Think of it as a really small desktop with a built-in UPS. You only need to re-plug cables when you move it, which is obviously not an option with a desktop. That particular laptop is actually a 3.5lb ultrabook with a touchscreen, and it’s convertible so you can put it in tent mode to watch movies on an airplane in coach. $330 with an i5, 8GB RAM, and a 128GB SSD! The deal I posted is actually pretty amazing.

USB3 docks are fine, but you will want to plug the HDMI directly into your monitor regardless.

@Tortilla: Grats on getting your work to pick up an XPS13! Just use scaling in windows, both 8.1 and 10 fully support it. You’ll probably want somewhere between 150% and 200%. Some programs still don’t scale right in windows, but the high-DPI experience is much better now than it was 2 years ago.

If I wasn’t a gamer, I’d be using a laptop full time for sure. Probably a retina MacBook Pro.

Eh Stusser, always up for a hardware debate, but posting a used laptop isn’t really fair game. Like in the car forums someone says they’re looking at buying a Civic, there’s always someone who will pop in and say they could get a used BMW V12 for the same price!

Does that laptop come with tech support and a warranty? Also read the description: “Scratches, dents and discoloration on top cover Scratch on keyboard bezel”, uh no thanks.

But I generally share your sentiment that laptop is superior for work/productivity purposes.

The processors in <$500 laptops are anemic compared to what you get in the cheap desktop at that range.

The $330 laptop I posted has a haswell i5, 8GB RAM, and a 128GB SSD. Yes, it is a refurb but is fully warranteed. It is a hell of a deal.

You have a lot of parts already. If you can use the ATX case and box, you can aim for a home built quad core with 8 gb of RAM and an SSD.

Personally i’m at the stage of my life where i’d rather just buy an iMac than worry about this stuff now, but certainly you can get the perfomance you’re looking for at the price you’re aiming at if you’re willing to build it yourself.

I’m also at the stage when i feel that sometimes laptop screens feel a bit small to me.
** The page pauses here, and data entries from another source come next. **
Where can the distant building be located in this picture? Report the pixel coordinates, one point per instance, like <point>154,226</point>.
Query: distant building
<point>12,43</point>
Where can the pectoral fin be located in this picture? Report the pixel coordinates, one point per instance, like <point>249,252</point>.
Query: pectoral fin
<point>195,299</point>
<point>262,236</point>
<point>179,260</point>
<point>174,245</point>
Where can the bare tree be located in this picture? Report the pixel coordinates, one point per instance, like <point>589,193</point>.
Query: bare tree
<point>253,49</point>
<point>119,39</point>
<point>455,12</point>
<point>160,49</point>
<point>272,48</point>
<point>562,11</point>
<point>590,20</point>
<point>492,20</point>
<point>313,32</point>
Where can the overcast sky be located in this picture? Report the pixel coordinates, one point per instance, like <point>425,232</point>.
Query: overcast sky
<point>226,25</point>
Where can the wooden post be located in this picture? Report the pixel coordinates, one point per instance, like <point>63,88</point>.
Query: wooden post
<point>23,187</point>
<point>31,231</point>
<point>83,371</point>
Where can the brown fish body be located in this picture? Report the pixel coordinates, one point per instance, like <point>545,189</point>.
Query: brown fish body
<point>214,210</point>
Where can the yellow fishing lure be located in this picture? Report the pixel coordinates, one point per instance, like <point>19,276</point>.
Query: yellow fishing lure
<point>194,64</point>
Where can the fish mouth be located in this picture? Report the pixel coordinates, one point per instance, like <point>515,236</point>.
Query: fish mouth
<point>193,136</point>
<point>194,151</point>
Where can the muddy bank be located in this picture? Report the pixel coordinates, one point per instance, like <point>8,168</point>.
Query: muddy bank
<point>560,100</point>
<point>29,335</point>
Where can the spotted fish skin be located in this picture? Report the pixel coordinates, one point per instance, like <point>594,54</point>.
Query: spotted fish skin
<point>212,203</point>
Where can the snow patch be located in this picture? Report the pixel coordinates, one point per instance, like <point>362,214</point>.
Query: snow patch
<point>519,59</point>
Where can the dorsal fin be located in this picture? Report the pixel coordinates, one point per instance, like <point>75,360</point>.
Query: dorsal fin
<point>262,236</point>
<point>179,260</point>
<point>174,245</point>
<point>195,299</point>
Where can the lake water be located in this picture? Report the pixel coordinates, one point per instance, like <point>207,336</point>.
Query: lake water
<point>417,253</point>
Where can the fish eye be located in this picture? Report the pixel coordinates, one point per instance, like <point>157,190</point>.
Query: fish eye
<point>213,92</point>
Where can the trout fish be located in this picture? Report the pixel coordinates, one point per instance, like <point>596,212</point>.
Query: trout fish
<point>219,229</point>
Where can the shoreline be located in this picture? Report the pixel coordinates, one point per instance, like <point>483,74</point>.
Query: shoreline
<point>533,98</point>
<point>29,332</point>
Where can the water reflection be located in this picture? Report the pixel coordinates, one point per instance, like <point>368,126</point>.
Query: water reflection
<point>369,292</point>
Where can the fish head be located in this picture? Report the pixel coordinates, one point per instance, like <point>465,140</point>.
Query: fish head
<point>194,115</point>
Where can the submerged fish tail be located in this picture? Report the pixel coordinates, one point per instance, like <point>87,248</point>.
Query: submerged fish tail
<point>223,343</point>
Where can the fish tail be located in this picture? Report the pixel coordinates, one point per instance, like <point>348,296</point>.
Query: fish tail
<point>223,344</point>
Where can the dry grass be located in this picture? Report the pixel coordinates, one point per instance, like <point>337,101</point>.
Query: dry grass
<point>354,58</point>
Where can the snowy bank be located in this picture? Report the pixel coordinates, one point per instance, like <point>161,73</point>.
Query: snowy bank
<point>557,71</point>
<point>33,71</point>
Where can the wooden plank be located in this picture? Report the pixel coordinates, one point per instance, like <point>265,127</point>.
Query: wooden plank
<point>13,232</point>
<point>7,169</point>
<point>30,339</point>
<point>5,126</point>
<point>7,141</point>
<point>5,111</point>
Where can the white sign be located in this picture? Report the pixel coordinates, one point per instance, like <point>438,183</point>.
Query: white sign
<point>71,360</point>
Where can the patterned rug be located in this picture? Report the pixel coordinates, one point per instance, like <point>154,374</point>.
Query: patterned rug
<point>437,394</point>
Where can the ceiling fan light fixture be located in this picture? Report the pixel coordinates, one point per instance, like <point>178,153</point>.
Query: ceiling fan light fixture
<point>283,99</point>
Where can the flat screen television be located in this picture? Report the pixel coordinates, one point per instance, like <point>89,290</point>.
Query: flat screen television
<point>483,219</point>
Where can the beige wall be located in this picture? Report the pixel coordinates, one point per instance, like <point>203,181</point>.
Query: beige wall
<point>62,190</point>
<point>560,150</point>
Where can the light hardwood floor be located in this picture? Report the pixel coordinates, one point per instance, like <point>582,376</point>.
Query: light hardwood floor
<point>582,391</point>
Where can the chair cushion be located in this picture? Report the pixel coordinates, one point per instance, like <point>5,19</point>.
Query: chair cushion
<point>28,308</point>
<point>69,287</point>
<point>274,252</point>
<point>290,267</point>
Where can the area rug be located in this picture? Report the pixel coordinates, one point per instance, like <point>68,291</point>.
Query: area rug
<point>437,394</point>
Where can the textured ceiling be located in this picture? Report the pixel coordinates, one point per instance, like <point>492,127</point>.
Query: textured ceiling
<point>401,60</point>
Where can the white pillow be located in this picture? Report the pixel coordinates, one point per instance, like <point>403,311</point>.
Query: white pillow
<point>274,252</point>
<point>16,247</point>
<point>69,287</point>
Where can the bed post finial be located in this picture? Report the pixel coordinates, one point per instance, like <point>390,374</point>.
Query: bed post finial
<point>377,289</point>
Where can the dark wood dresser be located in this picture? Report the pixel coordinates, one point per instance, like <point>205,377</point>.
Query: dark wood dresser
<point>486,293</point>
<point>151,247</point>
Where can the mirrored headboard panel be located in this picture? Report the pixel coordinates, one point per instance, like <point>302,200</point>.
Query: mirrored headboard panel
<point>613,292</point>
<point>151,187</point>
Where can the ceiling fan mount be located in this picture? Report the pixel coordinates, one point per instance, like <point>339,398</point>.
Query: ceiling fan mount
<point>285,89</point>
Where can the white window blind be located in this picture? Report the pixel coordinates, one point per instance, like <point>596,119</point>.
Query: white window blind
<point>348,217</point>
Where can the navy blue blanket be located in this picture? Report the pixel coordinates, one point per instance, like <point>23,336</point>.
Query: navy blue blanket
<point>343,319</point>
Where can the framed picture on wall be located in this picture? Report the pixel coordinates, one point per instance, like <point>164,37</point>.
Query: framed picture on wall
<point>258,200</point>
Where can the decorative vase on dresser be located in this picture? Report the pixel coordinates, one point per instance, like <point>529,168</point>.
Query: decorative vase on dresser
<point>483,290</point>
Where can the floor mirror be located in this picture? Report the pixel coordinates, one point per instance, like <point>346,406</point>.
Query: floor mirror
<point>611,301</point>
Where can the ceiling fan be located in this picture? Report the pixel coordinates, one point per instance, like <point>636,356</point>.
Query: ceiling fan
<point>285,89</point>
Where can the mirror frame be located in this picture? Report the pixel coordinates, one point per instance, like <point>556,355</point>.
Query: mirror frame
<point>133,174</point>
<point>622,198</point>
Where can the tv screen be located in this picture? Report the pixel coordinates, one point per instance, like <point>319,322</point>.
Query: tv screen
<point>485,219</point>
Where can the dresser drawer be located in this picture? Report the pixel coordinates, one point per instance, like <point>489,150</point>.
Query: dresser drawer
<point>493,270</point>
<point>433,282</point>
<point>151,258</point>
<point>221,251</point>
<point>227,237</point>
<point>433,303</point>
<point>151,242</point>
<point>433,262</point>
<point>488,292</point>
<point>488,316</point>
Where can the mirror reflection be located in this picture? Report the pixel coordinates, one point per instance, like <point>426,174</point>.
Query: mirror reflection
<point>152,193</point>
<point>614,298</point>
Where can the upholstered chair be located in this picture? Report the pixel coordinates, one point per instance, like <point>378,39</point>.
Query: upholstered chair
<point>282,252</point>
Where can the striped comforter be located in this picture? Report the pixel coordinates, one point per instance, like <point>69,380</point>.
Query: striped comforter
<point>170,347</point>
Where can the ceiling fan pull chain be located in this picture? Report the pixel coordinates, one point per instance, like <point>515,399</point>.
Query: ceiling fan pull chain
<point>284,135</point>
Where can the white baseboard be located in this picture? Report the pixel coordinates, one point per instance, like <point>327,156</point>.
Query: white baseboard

Especially for photo editing. I’m thinking hard about getting a 27" retina imac and running it at a step or two lower resolution, just so i can get that sweet unaliased font and big, ugly, easy on the eyes letters.
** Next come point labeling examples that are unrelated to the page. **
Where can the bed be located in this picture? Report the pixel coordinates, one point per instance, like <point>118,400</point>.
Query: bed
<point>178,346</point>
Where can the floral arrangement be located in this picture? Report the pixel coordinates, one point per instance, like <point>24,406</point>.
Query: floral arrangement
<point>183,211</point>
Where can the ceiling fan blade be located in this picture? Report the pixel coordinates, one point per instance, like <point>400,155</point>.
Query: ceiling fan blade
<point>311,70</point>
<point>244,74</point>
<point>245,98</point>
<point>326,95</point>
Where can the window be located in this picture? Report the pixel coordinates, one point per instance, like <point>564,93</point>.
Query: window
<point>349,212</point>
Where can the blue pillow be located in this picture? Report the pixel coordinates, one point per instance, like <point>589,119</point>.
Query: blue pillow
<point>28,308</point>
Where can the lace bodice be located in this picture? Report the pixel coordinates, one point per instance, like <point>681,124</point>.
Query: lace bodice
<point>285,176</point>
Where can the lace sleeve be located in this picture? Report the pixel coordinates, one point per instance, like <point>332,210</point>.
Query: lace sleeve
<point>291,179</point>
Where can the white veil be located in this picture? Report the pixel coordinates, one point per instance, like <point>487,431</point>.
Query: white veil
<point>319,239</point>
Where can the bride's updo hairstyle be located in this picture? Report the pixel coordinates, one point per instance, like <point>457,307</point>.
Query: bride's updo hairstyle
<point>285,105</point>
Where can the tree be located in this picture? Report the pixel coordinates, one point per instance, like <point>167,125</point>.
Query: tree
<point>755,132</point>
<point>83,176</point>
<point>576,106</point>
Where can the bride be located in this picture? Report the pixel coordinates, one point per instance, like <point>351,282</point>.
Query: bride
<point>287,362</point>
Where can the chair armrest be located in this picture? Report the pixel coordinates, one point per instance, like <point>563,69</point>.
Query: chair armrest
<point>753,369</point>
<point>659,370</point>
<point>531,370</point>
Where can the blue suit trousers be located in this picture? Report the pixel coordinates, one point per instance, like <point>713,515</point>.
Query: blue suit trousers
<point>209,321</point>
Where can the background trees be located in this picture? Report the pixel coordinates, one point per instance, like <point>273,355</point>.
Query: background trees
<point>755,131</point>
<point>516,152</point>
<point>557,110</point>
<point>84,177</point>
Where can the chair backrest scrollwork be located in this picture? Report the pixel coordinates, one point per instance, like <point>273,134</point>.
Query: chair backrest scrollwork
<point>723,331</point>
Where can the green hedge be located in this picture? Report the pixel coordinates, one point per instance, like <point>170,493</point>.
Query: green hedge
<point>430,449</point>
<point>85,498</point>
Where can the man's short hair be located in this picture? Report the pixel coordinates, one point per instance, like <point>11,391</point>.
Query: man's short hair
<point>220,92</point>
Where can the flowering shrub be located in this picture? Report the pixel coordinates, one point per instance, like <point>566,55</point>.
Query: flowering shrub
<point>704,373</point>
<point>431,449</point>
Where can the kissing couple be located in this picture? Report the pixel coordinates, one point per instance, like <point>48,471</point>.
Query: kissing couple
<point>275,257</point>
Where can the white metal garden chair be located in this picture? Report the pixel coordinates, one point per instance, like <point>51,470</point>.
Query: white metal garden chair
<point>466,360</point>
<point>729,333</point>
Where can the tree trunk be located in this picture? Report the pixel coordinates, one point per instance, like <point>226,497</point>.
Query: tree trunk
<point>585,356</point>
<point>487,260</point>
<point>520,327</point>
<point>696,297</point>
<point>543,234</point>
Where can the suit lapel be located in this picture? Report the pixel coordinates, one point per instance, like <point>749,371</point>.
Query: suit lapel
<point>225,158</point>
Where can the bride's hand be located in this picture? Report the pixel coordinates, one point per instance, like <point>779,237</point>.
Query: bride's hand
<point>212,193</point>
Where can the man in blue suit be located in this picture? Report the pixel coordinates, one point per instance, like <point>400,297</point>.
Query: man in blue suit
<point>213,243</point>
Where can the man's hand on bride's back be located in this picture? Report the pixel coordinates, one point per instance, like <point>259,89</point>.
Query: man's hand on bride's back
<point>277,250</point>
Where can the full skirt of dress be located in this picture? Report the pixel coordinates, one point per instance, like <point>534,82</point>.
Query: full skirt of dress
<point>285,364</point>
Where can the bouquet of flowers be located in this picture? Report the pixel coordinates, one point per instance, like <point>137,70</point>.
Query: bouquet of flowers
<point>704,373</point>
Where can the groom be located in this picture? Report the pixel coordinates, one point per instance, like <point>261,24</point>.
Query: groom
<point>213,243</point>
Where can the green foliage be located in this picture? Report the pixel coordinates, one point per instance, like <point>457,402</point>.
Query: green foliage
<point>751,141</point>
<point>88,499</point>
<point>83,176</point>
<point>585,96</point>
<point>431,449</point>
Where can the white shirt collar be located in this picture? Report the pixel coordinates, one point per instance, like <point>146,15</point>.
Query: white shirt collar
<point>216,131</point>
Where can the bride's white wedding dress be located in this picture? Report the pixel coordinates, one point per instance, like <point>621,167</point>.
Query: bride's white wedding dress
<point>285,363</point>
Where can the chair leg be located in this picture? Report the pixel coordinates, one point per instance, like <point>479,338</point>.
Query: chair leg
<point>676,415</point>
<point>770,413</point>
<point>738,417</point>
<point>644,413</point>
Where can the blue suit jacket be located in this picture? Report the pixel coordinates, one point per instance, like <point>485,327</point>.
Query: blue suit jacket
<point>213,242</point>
Unless I’m reading something wrong, these aren’t refurbs with a warranty. They’re listed as pre-owned, which, according to CowBoom seems to indicate they just turned it on to make sure it worked. Other than CowBoom’s 15 day return policy, it also looks like you need to buy a separate warranty they offer through a 3rd party. There was at least one I was looking at that also was missing the power supply.

That said, the specs on these are really good. I’d probably pick one up if they actually had pictures for each showing the scratches and dents which are indicated.